Ted Cruz and my son have the same problem

No person except a natural born Citizen, or a Citizen of the United States, at the time of the Adoption of this Constitution, shall be eligible to the Office of President; neither shall any Person be eligible to that Office who shall not have attained to the Age of thirty-five Years, and been fourteen Years a Resident within the United States.
– Constitution of the United States: Article 2, Section 1

My son and Ted Cruz have the same problem, nobody really knows if they can be president.

Well that and the fact that it’ll be another 21 years before my son fulfills the age requirement.

“Does that mean it’ll be 21 years before I can drink beer?” he asked anxiously.

Ted Cruz was born in Alberta, Canada, to an American mother and a Cuban father. My son was born in Warsaw, Poland, to an American father (moi) and a Polish mother.

And suddenly all of the “Birther” stuff that was airily dismissed under the administration of Barack Obama is urgently relevant again.

Cruz had dual citizenship until 2014, when he officially renounced his Canadian citizenship.

My son still has dual citizenship and has had two passports since his birth.

When we took my son’s Polish birth certificate to the American Embassy in Warsaw the nice man at the passport division gave us the lecture explaining everything. There is a canned lecture because it happens more often than you might think.

“We don’t like dual citizenship,” he said. “We recognize that it happens. What it amounts to is he has to enter Poland on his Polish passport. He has to enter the United States on his American passport. Everywhere else he can chose the cheaper visa. When he comes of draft age, if the country he’s in has conscription – they’ve got him. And if he gets arrested in one of his countries of citizenship, the other can do nothing.”

Note there was not a word about whether he can be president someday.

This is what I argued about with Birthers who claimed Obama was really born in Kenya and nefarious plotters, thinking he might want to run for president arranged to have birth announcements placed in the Honolulu newspapers.

It’s doesn’t matter where he was born! The child of an American citizen is an American citizen.

The question about Barack Obama is, has he ever claimed dual citizenship or had it claimed on his behalf by his notoriously America-hating mother? Has he ever traveled on a foreign passport? And is that legally equivalent to renouncing American citizenship?

Well in the case of Ted Cruz (and my son) there is no doubt and now we cannot duck the issue.

A brief perusal of the Wikipedia entry “Multiple Citizenship” confirms what I suspected. The issue did not even arise at the time of the framing of the Constitution. America recognized that one can become a citizen by naturalization, and evidently almost nobody else. An issue which led to the War of 1812, when England refused to acknowledge that American seamen were no longer subjects of the Crown.

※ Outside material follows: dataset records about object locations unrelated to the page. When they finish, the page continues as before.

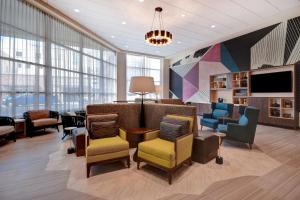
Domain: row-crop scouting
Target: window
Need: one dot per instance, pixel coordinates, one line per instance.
(138, 65)
(45, 64)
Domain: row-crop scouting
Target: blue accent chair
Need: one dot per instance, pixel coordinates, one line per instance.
(219, 110)
(244, 130)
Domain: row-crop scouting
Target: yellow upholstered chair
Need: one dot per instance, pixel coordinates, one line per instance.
(165, 154)
(105, 150)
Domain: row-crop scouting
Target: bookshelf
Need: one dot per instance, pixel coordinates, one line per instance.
(281, 107)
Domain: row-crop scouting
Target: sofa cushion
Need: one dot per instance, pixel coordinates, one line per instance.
(103, 129)
(184, 123)
(100, 118)
(243, 120)
(170, 131)
(44, 122)
(106, 145)
(160, 148)
(219, 113)
(222, 128)
(38, 114)
(4, 130)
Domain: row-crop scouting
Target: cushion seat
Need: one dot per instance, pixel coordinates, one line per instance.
(222, 128)
(159, 148)
(106, 145)
(44, 122)
(209, 122)
(4, 130)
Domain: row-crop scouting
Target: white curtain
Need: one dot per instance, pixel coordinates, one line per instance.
(140, 65)
(46, 64)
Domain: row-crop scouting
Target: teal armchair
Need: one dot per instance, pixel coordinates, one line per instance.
(244, 130)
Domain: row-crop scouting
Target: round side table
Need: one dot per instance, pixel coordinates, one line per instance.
(219, 158)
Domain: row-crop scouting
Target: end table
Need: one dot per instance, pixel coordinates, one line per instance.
(219, 158)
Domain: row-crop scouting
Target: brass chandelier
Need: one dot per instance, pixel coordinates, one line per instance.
(158, 37)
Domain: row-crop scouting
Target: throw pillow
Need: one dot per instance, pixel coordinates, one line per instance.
(169, 131)
(184, 123)
(103, 129)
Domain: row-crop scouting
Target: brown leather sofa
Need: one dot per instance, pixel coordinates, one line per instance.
(129, 113)
(40, 119)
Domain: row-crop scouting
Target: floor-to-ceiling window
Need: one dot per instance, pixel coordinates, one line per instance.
(46, 64)
(140, 65)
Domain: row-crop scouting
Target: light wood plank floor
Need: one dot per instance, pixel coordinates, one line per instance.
(23, 173)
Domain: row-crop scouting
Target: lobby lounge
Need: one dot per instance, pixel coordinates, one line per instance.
(149, 99)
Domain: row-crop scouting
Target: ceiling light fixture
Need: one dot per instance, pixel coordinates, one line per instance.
(158, 37)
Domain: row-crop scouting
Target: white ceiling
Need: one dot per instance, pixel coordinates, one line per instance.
(105, 18)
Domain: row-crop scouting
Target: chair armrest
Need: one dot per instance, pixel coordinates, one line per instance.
(7, 121)
(122, 133)
(183, 148)
(54, 114)
(207, 115)
(151, 135)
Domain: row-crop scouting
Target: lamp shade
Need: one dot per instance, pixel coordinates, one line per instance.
(141, 85)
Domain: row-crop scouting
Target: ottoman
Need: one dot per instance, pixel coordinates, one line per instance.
(78, 137)
(205, 147)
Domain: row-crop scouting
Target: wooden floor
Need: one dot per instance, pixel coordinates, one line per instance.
(23, 175)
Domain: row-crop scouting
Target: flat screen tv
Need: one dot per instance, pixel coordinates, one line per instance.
(272, 82)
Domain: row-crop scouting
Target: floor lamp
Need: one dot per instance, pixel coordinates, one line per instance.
(142, 85)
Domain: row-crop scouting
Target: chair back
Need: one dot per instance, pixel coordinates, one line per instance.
(182, 117)
(221, 110)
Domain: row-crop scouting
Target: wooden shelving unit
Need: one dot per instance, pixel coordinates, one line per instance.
(220, 85)
(282, 107)
(240, 88)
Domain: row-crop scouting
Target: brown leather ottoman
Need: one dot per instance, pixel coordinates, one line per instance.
(78, 137)
(205, 147)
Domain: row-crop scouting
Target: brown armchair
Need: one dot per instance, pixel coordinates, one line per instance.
(40, 119)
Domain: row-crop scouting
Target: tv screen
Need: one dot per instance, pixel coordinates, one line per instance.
(272, 82)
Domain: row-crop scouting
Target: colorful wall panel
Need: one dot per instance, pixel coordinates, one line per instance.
(274, 45)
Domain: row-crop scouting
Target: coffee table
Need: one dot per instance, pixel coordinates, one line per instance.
(135, 136)
(219, 158)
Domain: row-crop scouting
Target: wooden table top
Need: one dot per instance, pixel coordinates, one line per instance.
(139, 131)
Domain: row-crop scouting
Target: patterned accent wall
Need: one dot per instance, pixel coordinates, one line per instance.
(274, 45)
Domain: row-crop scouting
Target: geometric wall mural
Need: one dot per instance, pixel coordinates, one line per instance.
(274, 45)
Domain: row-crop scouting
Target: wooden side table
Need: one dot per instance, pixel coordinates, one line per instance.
(20, 126)
(134, 136)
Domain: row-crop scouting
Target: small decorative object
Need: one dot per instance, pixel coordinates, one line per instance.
(158, 37)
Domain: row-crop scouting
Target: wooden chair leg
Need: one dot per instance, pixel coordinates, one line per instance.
(128, 161)
(170, 173)
(88, 169)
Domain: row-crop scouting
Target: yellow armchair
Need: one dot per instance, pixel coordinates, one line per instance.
(105, 150)
(164, 154)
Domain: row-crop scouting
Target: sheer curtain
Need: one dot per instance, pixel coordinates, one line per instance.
(140, 65)
(44, 63)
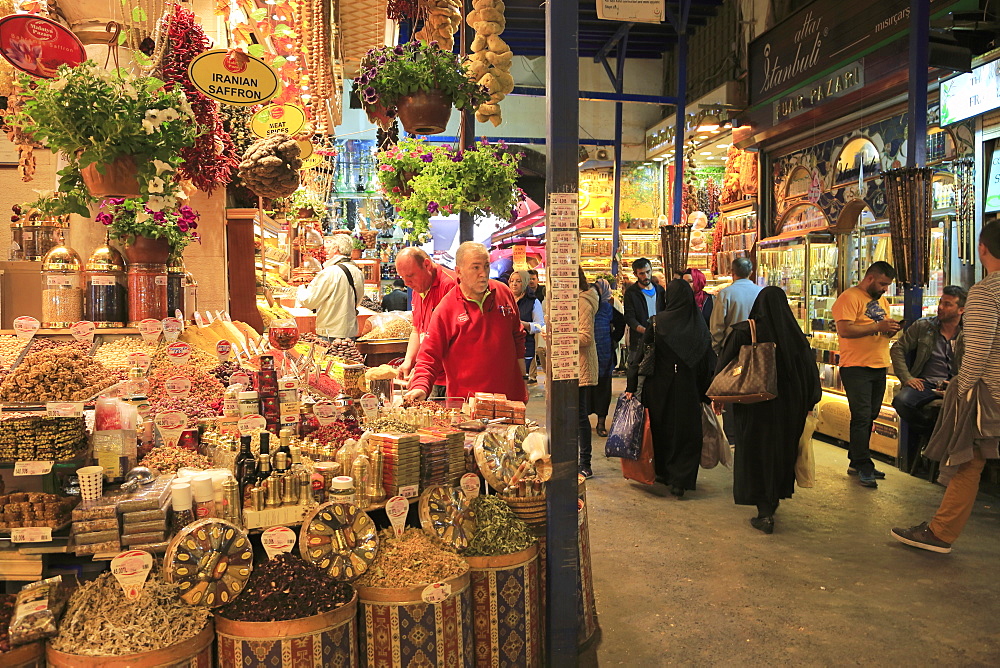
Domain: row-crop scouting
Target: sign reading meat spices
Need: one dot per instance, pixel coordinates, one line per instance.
(233, 77)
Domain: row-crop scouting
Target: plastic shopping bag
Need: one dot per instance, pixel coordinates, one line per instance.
(625, 435)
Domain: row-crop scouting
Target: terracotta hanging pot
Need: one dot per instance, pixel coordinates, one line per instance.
(145, 250)
(118, 180)
(424, 112)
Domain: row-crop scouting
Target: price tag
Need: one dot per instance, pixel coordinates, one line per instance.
(139, 361)
(64, 409)
(471, 485)
(397, 508)
(83, 331)
(171, 425)
(178, 386)
(179, 352)
(131, 569)
(325, 412)
(172, 328)
(32, 468)
(277, 540)
(251, 424)
(435, 593)
(150, 329)
(31, 535)
(26, 326)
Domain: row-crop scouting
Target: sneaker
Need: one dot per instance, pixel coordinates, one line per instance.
(867, 480)
(878, 474)
(921, 536)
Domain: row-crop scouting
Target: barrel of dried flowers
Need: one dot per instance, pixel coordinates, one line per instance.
(194, 652)
(506, 612)
(328, 639)
(398, 628)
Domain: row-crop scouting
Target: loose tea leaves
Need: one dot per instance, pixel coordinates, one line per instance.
(287, 587)
(100, 621)
(410, 560)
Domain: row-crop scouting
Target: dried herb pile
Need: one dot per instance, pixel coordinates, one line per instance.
(100, 621)
(287, 587)
(498, 529)
(411, 560)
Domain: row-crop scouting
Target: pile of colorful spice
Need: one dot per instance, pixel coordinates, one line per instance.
(100, 621)
(498, 529)
(287, 587)
(410, 560)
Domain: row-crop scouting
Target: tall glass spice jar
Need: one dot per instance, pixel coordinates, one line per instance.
(147, 292)
(62, 288)
(105, 300)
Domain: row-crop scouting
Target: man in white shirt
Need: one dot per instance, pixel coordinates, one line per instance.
(336, 292)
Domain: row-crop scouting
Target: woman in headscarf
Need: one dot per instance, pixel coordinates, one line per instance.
(609, 326)
(701, 298)
(769, 431)
(672, 394)
(530, 309)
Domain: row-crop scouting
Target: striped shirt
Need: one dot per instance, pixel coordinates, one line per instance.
(981, 329)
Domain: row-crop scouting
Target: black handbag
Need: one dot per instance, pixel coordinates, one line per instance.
(750, 378)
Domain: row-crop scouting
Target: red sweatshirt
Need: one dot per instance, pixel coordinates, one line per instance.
(477, 348)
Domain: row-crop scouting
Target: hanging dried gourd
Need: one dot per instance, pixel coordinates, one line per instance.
(489, 63)
(441, 19)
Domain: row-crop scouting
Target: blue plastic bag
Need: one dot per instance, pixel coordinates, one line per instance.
(625, 435)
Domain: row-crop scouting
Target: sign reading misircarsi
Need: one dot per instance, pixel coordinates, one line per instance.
(233, 77)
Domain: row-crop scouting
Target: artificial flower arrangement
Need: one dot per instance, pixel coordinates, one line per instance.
(128, 218)
(95, 117)
(389, 73)
(422, 180)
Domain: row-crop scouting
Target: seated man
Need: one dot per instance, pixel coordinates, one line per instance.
(925, 358)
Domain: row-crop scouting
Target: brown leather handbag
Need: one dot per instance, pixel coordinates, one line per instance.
(750, 378)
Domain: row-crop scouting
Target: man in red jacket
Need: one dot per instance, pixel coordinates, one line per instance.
(475, 336)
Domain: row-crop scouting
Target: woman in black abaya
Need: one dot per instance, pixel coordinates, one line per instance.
(769, 431)
(684, 365)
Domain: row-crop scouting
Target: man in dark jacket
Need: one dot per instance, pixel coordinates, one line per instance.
(643, 299)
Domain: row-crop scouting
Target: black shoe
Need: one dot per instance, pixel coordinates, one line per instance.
(765, 524)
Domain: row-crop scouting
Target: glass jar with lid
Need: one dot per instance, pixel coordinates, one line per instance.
(105, 301)
(62, 288)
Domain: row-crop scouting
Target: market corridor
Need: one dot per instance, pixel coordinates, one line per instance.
(688, 582)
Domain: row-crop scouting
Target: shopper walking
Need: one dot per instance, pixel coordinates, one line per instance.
(968, 430)
(609, 326)
(530, 311)
(769, 431)
(863, 329)
(587, 309)
(684, 369)
(643, 299)
(702, 299)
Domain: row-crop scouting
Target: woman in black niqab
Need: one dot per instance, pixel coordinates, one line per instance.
(764, 469)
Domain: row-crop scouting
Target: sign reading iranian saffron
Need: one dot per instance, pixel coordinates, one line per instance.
(38, 45)
(233, 77)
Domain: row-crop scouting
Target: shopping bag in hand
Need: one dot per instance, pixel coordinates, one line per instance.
(625, 435)
(642, 470)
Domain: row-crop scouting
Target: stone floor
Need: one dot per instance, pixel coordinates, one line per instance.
(688, 582)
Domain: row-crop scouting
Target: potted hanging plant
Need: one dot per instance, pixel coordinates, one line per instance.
(439, 180)
(418, 82)
(147, 236)
(121, 135)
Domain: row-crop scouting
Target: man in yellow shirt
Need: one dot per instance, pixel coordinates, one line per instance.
(864, 329)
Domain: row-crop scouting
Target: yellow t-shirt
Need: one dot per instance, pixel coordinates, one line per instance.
(856, 305)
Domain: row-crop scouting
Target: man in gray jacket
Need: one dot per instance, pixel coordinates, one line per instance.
(733, 303)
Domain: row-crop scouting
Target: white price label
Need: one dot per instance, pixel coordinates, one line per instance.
(31, 535)
(397, 508)
(131, 570)
(277, 540)
(32, 468)
(26, 326)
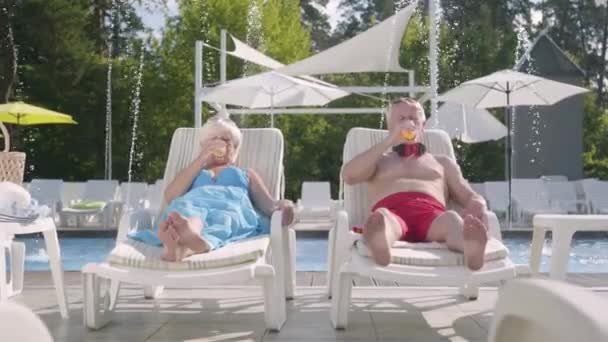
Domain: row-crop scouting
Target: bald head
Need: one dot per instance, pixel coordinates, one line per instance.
(405, 109)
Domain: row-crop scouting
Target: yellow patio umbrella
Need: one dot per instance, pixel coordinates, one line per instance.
(12, 164)
(20, 113)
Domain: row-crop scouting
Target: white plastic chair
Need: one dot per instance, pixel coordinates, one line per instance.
(531, 198)
(596, 194)
(47, 192)
(347, 261)
(536, 310)
(107, 216)
(274, 267)
(19, 324)
(316, 203)
(71, 192)
(16, 254)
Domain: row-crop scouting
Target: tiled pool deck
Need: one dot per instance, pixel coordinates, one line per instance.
(380, 312)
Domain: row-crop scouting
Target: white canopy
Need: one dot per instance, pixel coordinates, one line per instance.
(510, 88)
(272, 89)
(250, 54)
(467, 124)
(375, 50)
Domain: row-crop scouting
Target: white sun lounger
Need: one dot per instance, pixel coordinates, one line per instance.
(424, 264)
(20, 324)
(562, 194)
(267, 260)
(535, 310)
(532, 197)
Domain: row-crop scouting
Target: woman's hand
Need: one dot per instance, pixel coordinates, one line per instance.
(212, 152)
(288, 211)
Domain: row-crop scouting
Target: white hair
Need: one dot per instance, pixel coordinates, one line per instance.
(406, 100)
(219, 124)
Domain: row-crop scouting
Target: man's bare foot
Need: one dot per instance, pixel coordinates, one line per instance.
(188, 231)
(170, 240)
(475, 237)
(376, 240)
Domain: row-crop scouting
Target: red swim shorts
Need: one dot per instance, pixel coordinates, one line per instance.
(415, 212)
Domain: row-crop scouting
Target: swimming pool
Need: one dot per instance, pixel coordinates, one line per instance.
(589, 253)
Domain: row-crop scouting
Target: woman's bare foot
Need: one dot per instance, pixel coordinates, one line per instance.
(375, 236)
(170, 240)
(475, 237)
(188, 231)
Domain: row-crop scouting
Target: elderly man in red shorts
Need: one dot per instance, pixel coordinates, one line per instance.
(410, 188)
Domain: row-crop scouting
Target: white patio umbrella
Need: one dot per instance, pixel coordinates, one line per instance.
(509, 88)
(467, 124)
(272, 89)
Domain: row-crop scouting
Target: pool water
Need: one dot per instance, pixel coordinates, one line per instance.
(588, 254)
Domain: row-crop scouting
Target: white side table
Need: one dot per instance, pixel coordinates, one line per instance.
(46, 226)
(562, 227)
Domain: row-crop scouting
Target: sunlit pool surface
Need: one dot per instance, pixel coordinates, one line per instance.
(589, 254)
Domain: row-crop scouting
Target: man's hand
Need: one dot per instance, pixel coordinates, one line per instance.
(394, 137)
(288, 211)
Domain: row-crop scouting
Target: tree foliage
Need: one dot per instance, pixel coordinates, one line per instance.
(64, 48)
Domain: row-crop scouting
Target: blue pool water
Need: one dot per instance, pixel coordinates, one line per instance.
(588, 254)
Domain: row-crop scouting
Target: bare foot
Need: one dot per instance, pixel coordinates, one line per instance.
(376, 240)
(475, 239)
(170, 240)
(188, 231)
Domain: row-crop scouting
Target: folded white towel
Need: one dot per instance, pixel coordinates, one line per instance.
(17, 205)
(13, 195)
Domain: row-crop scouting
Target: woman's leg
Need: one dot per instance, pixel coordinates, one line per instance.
(189, 230)
(170, 240)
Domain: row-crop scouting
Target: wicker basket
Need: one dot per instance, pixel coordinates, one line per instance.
(12, 164)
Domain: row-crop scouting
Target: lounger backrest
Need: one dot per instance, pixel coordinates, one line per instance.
(100, 190)
(46, 191)
(358, 140)
(261, 150)
(316, 194)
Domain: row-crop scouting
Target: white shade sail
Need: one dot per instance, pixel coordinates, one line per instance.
(467, 124)
(246, 52)
(375, 50)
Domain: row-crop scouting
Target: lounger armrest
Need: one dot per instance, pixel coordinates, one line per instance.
(577, 202)
(493, 225)
(568, 311)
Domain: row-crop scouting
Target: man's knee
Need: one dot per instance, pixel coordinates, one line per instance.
(443, 224)
(453, 218)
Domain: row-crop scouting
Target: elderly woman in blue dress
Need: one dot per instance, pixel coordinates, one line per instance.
(212, 202)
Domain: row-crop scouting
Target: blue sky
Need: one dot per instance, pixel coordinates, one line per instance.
(155, 19)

Dual citizenship may not have existed at the time, so this is a new issue the Founders did not anticipate.

Some say this should be settled in the Supreme Court. I think it’ll probably just be ignored. At least if and until Cruz wins the nomination.

In my son’s case I have to chuckle, because I think it was the example of Poland that caused the Founders to include the native born qualification for the presidency.

At the time of the framing of the Constitution, Poland had an elective monarchy and the electors had a preference for foreigners because the great magnates were so jealous of each other’s power they preferred to look elsewhere for their kings.

This was one of the things that led to Poland being partitioned among Prussia, Austria, and Russia and wiped off the map for 135 years.